Apache Hadoop YARN is a sub-project/sub-module of Apache Hadoop, an open source project at the Apache Software Foundation (ASF). Hadoop is a very highly active community projects and YARN shares that break-neck pace of innovations. A book focused on such a rapidly evolving software is an exhausting venture. At the time of the beginning of writing of the first edition of this book, ASF released version 2.2.0. By the time of this edition’s finish, the releases already jumped by about two minor versions, which in reality have tons of new stuff that warrant additions to the book. We took 2.2.0, the first stable releases of Hadoop-2, as the snapshot for the book’s coverage and hope to frequently push out updated editions to include all the latest and greatest changes to the software.
This book is intended to provide a detailed coverage of Apache Hadoop YARN’s goals, its design and architecture and how it expands the Apache Hadoop ecosystem to take advantage of data at scale beyond MapReduce. It primarily focuses on installation and administration of YARN clusters, on helping users with YARN applications’ development and a brief coverage of new frameworks that run on top of YARN beyond MapReduce.

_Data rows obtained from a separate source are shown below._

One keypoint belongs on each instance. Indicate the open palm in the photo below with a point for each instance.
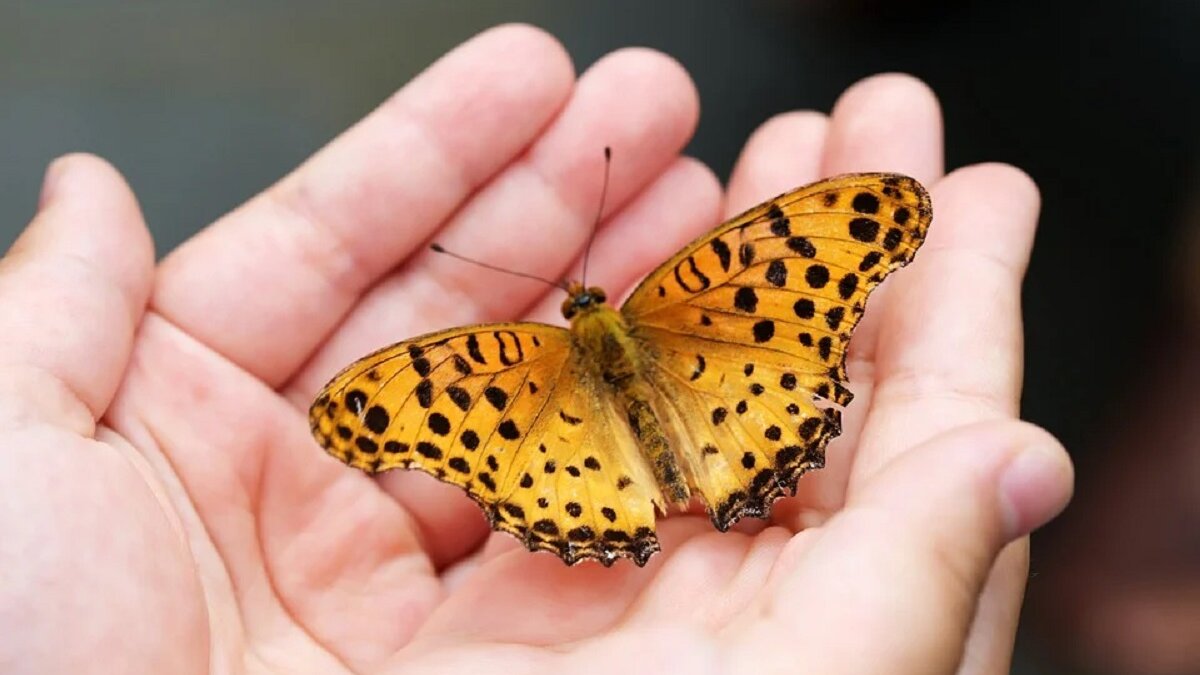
(197, 527)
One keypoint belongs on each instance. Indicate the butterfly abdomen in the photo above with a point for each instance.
(617, 359)
(658, 449)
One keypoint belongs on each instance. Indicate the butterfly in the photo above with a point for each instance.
(720, 377)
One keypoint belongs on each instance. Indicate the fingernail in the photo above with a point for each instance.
(51, 180)
(1033, 489)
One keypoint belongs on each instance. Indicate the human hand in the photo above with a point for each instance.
(197, 526)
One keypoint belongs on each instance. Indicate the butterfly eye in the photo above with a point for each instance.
(598, 294)
(569, 308)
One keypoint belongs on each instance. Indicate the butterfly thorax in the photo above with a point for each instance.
(616, 359)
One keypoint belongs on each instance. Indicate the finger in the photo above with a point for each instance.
(72, 291)
(685, 199)
(682, 204)
(784, 153)
(952, 352)
(535, 216)
(912, 551)
(264, 285)
(887, 123)
(993, 631)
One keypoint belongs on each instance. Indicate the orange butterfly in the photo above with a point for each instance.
(705, 383)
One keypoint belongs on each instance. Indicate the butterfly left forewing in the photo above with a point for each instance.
(505, 412)
(755, 316)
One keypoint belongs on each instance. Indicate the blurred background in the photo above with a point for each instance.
(204, 103)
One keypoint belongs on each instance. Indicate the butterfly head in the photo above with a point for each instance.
(582, 299)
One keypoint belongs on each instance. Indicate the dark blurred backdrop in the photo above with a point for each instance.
(203, 105)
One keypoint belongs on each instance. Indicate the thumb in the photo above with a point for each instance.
(895, 577)
(72, 291)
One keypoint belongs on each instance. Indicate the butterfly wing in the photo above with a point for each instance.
(507, 412)
(749, 327)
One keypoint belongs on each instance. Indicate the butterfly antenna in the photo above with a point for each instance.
(439, 249)
(595, 223)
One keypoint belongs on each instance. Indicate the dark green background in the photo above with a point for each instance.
(203, 105)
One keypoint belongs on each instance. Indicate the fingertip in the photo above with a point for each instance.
(1037, 483)
(529, 43)
(1017, 186)
(989, 208)
(89, 210)
(891, 121)
(647, 73)
(781, 154)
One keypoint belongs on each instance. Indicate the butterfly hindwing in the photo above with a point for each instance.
(749, 324)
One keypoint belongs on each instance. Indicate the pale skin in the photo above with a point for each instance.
(163, 508)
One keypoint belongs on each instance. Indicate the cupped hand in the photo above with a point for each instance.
(163, 508)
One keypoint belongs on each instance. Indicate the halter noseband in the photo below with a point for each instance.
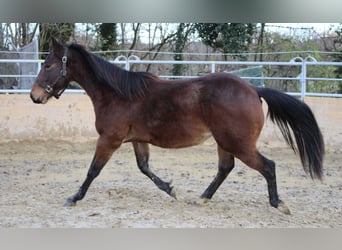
(49, 87)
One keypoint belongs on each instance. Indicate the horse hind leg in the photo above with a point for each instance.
(225, 166)
(267, 169)
(141, 151)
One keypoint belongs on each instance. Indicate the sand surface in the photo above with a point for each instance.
(37, 176)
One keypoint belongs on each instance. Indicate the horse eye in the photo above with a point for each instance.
(47, 66)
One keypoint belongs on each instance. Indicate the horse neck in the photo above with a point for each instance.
(91, 85)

Please note that, at this point of time, this book is not intended to be an introduction to Apache Hadoop itself. We assume that the reader has a some basic knowledge of Hadoop version 1, writing applications on top of the Hadoop MapReduce framework, and some understanding of the architecture and usage of the Hadoop Distributed FileSystem. In the future editions of this book, we hope to expand our material related to the MapReduce application framework itself and how users can think and code their own MapReduce applications.